Paul Schrader… a examen (II)

El nombre de Paul Schrader siempre ha estado ligado de un modo estrecho y un tanto personal a esa otra América encarnada por individuos de una cierta marginalidad, desamparados de todo tipo que encontrarían en Travis Bickle una suerte de sello fundacional a través de la pluma del popular guionista, condición que se prolongaría tanto a través de personajes —esos obreros interpretados por Kotto, Keitel y Pryor en Blue Collar, el protagonista de American Gigolo, la Patty Hearst a quien dio vida Natasha Richardson…— como de escenarios —los barrios suburbiales recorridos por George C. Scott en Hardcore: un mundo oculto, las interioridades lejanas al glamour de la victoria en Toro salvaje…—, y que obtendría así una suerte de reverso entre apariencia y realidad. Un hecho, un carácter que precisamente queda superpuesto ante los primeros compases de uno de los títulos más fascinantes —y alejados, en un principio, de su naturaleza como creador— de la filmografía de Schrader, paradójicamente lejos de su faceta como escritor —el guión sería obra de Harold Pinter, tomando como base la obra homónima de Ian McEwan—, pero finalmente mucho más próximo a algunas de las obsesiones desarrolladas por el de Michigan a lo largo de su carrera, El placer de los extraños.

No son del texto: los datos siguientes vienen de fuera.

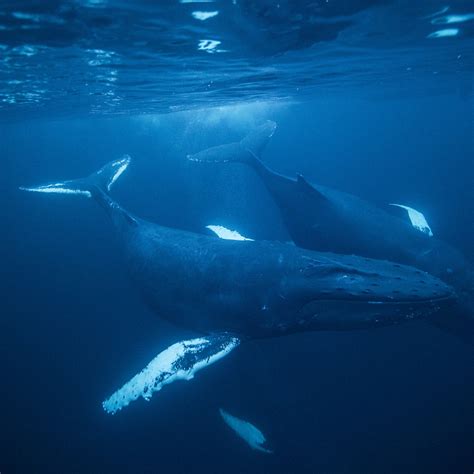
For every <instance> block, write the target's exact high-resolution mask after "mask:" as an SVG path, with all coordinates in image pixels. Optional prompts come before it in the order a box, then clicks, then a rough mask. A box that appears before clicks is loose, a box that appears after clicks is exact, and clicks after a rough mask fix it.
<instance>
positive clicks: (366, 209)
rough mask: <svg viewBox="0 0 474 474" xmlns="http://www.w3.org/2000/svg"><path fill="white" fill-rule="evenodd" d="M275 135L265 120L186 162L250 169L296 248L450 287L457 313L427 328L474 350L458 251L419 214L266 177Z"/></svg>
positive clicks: (464, 257) (335, 192)
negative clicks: (341, 257)
mask: <svg viewBox="0 0 474 474" xmlns="http://www.w3.org/2000/svg"><path fill="white" fill-rule="evenodd" d="M275 130H276V123H275V122H272V121H267V122H265V123H264V124H262V125H261V126H260V127H257V128H256V129H255V130H254V131H252V132H251V133H249V134H248V135H247V136H246V137H245V138H243V139H242V140H241V141H240V142H235V143H230V144H225V145H219V146H215V147H211V148H208V149H206V150H203V151H201V152H199V153H196V154H194V155H188V157H187V158H188V159H189V160H191V161H195V162H201V163H229V162H237V163H244V164H245V165H247V166H249V167H250V168H251V169H253V170H254V171H255V172H256V173H257V174H258V176H259V177H260V179H261V180H262V182H263V184H264V185H265V187H266V189H267V190H268V192H269V193H270V195H271V196H272V198H273V200H274V202H275V203H276V205H277V206H278V208H279V210H280V213H281V216H282V218H283V221H284V224H285V226H286V228H287V230H288V233H289V234H290V236H291V238H292V239H293V241H294V243H295V244H296V245H297V246H299V247H302V248H306V249H310V250H318V251H327V252H336V253H343V254H356V255H361V256H366V257H370V258H376V259H386V260H390V261H394V262H399V263H403V264H406V265H412V266H414V267H417V268H420V269H422V270H424V271H426V272H429V273H431V274H432V275H435V276H437V277H439V278H441V279H442V280H443V281H445V282H446V283H448V284H450V285H452V286H453V287H454V288H455V290H456V291H457V293H458V296H459V302H458V305H457V307H456V309H455V311H451V312H450V314H449V315H445V314H440V315H439V318H436V320H435V319H432V322H433V323H435V325H437V326H438V327H439V328H440V329H443V330H446V331H448V332H451V333H453V334H455V335H456V336H458V337H459V338H461V339H462V340H464V341H465V342H468V343H470V344H473V343H474V269H473V267H472V265H471V264H470V263H469V262H468V261H467V260H466V258H465V257H464V256H463V255H462V254H461V252H459V251H458V250H457V249H455V248H453V247H452V246H450V245H449V244H447V243H446V242H443V241H442V240H440V239H438V238H436V237H433V233H432V230H431V228H430V227H429V225H428V223H427V222H426V219H425V218H424V216H423V214H421V213H420V212H419V211H417V210H415V209H413V208H411V207H409V206H405V205H401V204H391V206H395V207H399V208H402V209H403V210H405V211H406V212H407V215H408V217H409V219H403V218H401V217H399V216H398V215H395V214H393V213H390V212H388V210H384V209H382V208H379V207H376V206H375V205H373V204H371V203H370V202H367V201H365V200H363V199H361V198H359V197H357V196H353V195H351V194H348V193H344V192H342V191H338V190H335V189H331V188H329V187H326V186H321V185H319V184H312V183H309V182H308V181H307V180H306V179H305V178H304V177H303V176H301V175H297V177H296V178H291V177H287V176H284V175H281V174H279V173H276V172H275V171H272V170H271V169H270V168H268V167H267V166H266V165H265V164H264V163H263V162H262V161H261V160H260V158H259V157H260V155H261V153H262V151H263V150H264V148H265V146H266V144H267V143H268V141H269V140H270V138H271V137H272V136H273V134H274V133H275ZM401 212H403V211H401Z"/></svg>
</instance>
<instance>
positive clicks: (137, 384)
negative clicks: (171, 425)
mask: <svg viewBox="0 0 474 474" xmlns="http://www.w3.org/2000/svg"><path fill="white" fill-rule="evenodd" d="M216 338H218V340H217V341H216ZM239 343H240V341H239V339H237V338H235V337H226V338H224V337H219V336H208V337H201V338H197V339H190V340H188V341H181V342H177V343H176V344H173V345H172V346H170V347H168V349H165V350H164V351H163V352H160V353H159V354H158V355H157V356H156V357H155V358H154V359H153V360H152V361H151V362H150V363H149V364H148V365H147V366H146V367H145V368H144V369H143V370H142V371H141V372H140V373H139V374H137V375H135V377H133V378H132V379H131V380H130V381H128V382H127V383H126V384H125V385H124V386H123V387H122V388H120V389H119V390H117V391H116V392H115V393H114V394H112V396H110V397H109V398H108V399H107V400H105V401H104V402H103V403H102V406H103V408H104V410H105V411H106V412H107V413H110V414H112V415H113V414H115V413H116V412H117V411H119V410H121V409H122V408H124V407H126V406H127V405H128V404H129V403H131V402H133V401H134V400H136V399H137V398H139V397H143V398H144V399H145V400H147V401H148V400H150V398H151V396H152V395H153V393H154V392H158V391H159V390H161V389H162V388H163V387H164V386H165V385H168V384H170V383H173V382H176V381H177V380H191V379H192V378H193V377H194V374H196V372H198V371H199V370H201V369H204V368H205V367H208V366H209V365H212V364H214V362H217V361H218V360H219V359H222V358H223V357H225V356H226V355H227V354H229V352H231V351H232V350H233V349H235V348H236V347H237V346H238V345H239Z"/></svg>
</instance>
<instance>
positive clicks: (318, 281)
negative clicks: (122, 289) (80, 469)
mask: <svg viewBox="0 0 474 474" xmlns="http://www.w3.org/2000/svg"><path fill="white" fill-rule="evenodd" d="M129 164H130V157H129V156H124V157H123V158H121V159H119V160H116V161H113V162H111V163H108V164H106V165H105V166H104V167H102V168H101V169H100V170H99V171H97V172H95V173H93V174H91V175H90V176H88V177H87V178H82V179H76V180H69V181H57V182H53V183H48V184H44V185H40V186H33V187H22V188H21V189H22V190H24V191H30V192H37V193H47V194H54V193H58V194H64V195H67V196H69V195H79V196H83V197H86V198H92V199H93V200H95V201H96V202H97V203H98V204H99V205H100V206H101V207H102V208H103V209H104V210H105V211H106V213H107V214H108V215H109V216H110V218H111V220H112V223H113V225H114V227H115V229H116V232H117V234H118V235H119V238H120V240H121V243H122V249H123V253H124V255H125V260H126V262H127V264H128V267H129V271H130V275H131V277H132V279H133V280H134V281H135V283H136V286H137V287H138V288H139V290H140V292H141V294H142V296H143V299H144V301H145V302H146V303H147V304H148V306H149V307H150V308H151V309H152V310H153V311H154V312H155V313H157V314H158V315H159V316H160V317H162V318H164V319H167V320H169V321H171V322H172V323H174V324H176V325H178V326H182V327H184V328H186V329H189V330H193V331H196V332H197V333H198V334H199V335H200V336H201V337H198V338H196V339H191V340H187V341H181V342H178V343H176V344H174V345H172V346H170V347H169V348H168V349H166V350H165V351H163V352H161V353H160V354H159V355H158V356H157V357H156V358H155V359H153V361H151V362H150V364H148V366H147V367H146V368H145V369H144V370H143V371H142V372H140V373H139V374H138V375H136V376H135V377H133V378H132V379H131V380H130V381H129V382H127V383H126V384H124V386H123V387H122V388H120V389H119V390H117V391H116V392H114V393H113V394H112V395H111V396H110V397H109V398H108V399H106V400H105V402H104V404H103V406H104V409H105V410H106V411H107V412H109V413H116V412H117V411H119V410H120V409H122V408H124V407H125V406H127V405H128V404H129V403H130V402H132V401H134V400H136V399H137V398H139V397H142V398H144V399H149V398H150V396H151V395H152V393H154V392H156V391H158V390H160V389H161V388H162V387H163V386H165V385H166V384H169V383H171V382H173V381H175V380H189V379H191V378H192V377H193V376H194V374H195V373H196V372H197V371H198V370H201V369H203V368H205V367H207V366H209V365H210V364H212V363H214V362H216V361H218V360H220V359H222V358H223V357H224V356H226V355H227V354H229V353H230V352H231V351H232V350H234V349H235V348H236V347H238V345H239V344H240V343H241V342H244V341H245V340H247V339H254V338H262V337H272V336H282V335H286V334H292V333H296V332H302V331H315V330H352V329H359V328H373V327H379V326H387V325H391V324H397V323H400V322H403V321H408V320H412V319H416V318H426V317H430V316H432V315H433V314H435V313H437V312H438V311H440V310H442V309H443V308H445V307H450V306H451V305H452V304H453V302H454V301H455V294H454V292H453V290H452V288H451V287H449V286H448V285H446V284H445V283H443V282H442V281H441V280H439V279H438V278H436V277H433V276H431V275H429V274H428V273H425V272H423V271H421V270H418V269H415V268H412V267H409V266H405V265H401V264H397V263H392V262H388V261H381V260H374V259H369V258H364V257H357V256H346V255H338V254H333V253H322V252H315V251H310V250H305V249H301V248H298V247H295V246H293V245H288V244H284V243H279V242H263V241H251V240H240V241H236V240H222V239H219V238H216V237H214V236H207V235H202V234H196V233H192V232H186V231H182V230H177V229H171V228H168V227H164V226H160V225H158V224H155V223H151V222H147V221H145V220H143V219H140V218H139V217H136V216H134V215H133V214H131V213H130V212H128V211H127V210H125V209H124V208H123V207H122V206H120V205H119V204H118V203H117V202H116V201H114V200H113V199H112V198H111V197H110V194H109V191H110V190H111V187H112V185H113V184H114V183H115V182H116V181H117V179H118V177H119V176H120V175H122V174H123V172H124V171H125V170H126V168H127V167H128V166H129Z"/></svg>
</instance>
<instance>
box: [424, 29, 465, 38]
mask: <svg viewBox="0 0 474 474" xmlns="http://www.w3.org/2000/svg"><path fill="white" fill-rule="evenodd" d="M458 33H459V28H446V29H444V30H437V31H433V33H430V34H429V35H428V36H427V38H448V37H450V36H457V34H458Z"/></svg>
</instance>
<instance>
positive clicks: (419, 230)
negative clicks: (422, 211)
mask: <svg viewBox="0 0 474 474" xmlns="http://www.w3.org/2000/svg"><path fill="white" fill-rule="evenodd" d="M390 206H394V207H399V208H401V209H405V211H407V213H408V218H409V219H410V223H411V225H412V226H413V227H414V228H415V229H417V230H419V231H420V232H423V233H424V234H427V235H429V236H430V237H433V231H432V230H431V227H430V226H429V224H428V221H427V220H426V218H425V216H424V215H423V214H422V213H421V212H420V211H417V210H416V209H413V208H412V207H409V206H404V205H403V204H390Z"/></svg>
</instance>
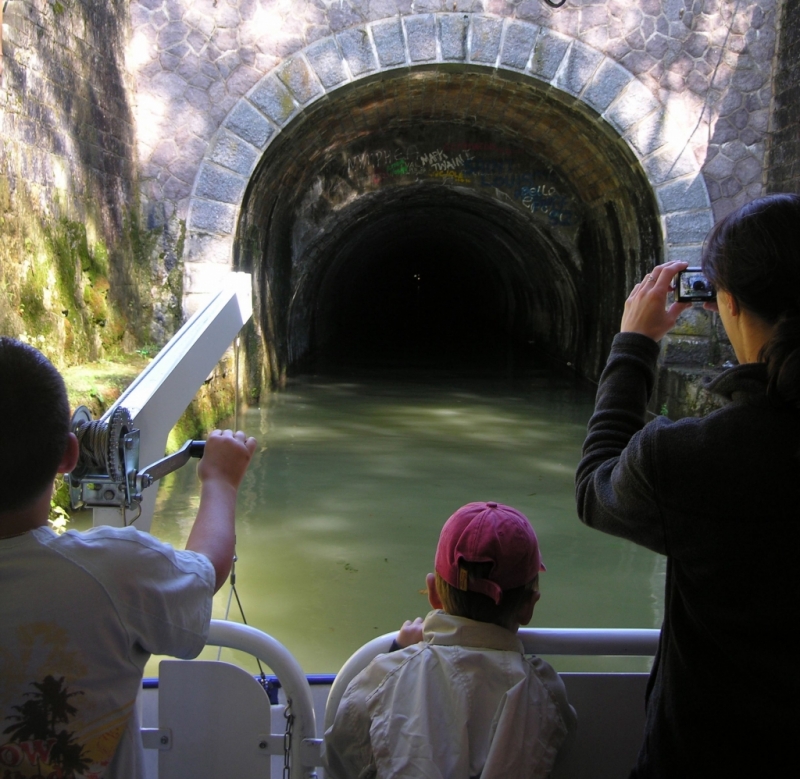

El vaivén de una cámara que nos descubre de forma sinuosa las entrañas del hogar habitado por esa segura voz que prácticamente vertebrará el relato —la de un asombroso Christopher Walken en el papel de Robert—, nos traslada a un terreno lejano al Schrader en escencia. Venecia, la ciudad del amor y el romance, el último rincón donde uno buscaría al autor de Aflicción y, sin embargo, el lugar idóneo para marcar una extraña dicotomía entre amor, fatalidad y su disgregación, algo que ya se había atrevido —por el film desarrollado y su precedente— a abordar años antes con aquel personal remake de La mujer pantera —donde la Kinski centraba todas las miradas—, y que en esta ocasión tomaba sendas incluso más turbadoras que en El beso de la pantera, en especial teniendo en cuenta la raigambre genérica de la segunda.

El periplo elegido y reiterado —hecho en el que se hace hincapié, como contrastando la apatía aparentemente vivida con el romance de la ciudad italiana— por una pareja británica, y sus inseguridades (las de ella), hastío (que parece afectarle a él en más de una faceta) y hasta desorientación, dan paso a una crónica tan extrañamente lírica como desconcertante: de ese desencanto inicial, a una suerte de influjo prácticamente inducido por esa pareja a la que se enfrentarán de modo nada fortuito, El placer de los extraños arranca un inquietante texto del que se desprenden algo más que filias y principios un tanto enfermizos —especialmente los expuestos sin rubor por Robert—, y que termina por desembocar en una descomposición casi repulsiva en cierto modo, pero al fin y al cabo transigida debido a ese fascinante halo que envuelve el sorprendente discurso del personaje interpretado por Walken. La encantadora e idílica población italiana, es rebasada por el imponente magnetismo de un individuo que no admite réplica, y termina mostrándose tan tajante como los recovecos de una relación, la suya, que traspasó ya hace tiempo sus propios lindes.

Schrader se siente cómodo ante un libreto que en realidad no requiere variaciones —más allá de si las admite o no las admite— o apuntes de ningún tipo, y ante tal atributo potencia una atmósfera capaz de alcanzar su auge en el extasiado renacer de la relación, tanto amorosa como sexual, de Colin y Mary, donde una extraña irrealidad —aquella que no deja de poblar la obra y, de tanto en tanto, la arbitrariedad (o no) de algunas acciones de Robert— termina por teñir incluso unos arrebatados textos. Hecho reforzado, más allá de por la misma complejidad de una relación agotada de antemano, por la soberbia composición de Natasha Richardson que termina siendo, en definitiva, la única capaz de hacer frente al imponente rol de un Walken inconmensurable.

El placer de los extraños, acompañada por una banda sonora exquisita de Badalamenti, no es sino un Schrader que se sentiría complementario si no fuese por la fuerza de sus líneas y el tesón de sus imágenes. La complejidad del amor (y desamor) da paso a un film tan perturbador y (en cierto modo) enfermizo como repleto de ímpetu y desenfrenado en su búsqueda de una definición siempre tan imperfecta y desconcertante como lo que representa el film en sí: el deseo en toda su extensión; inentendible, irreconciliable.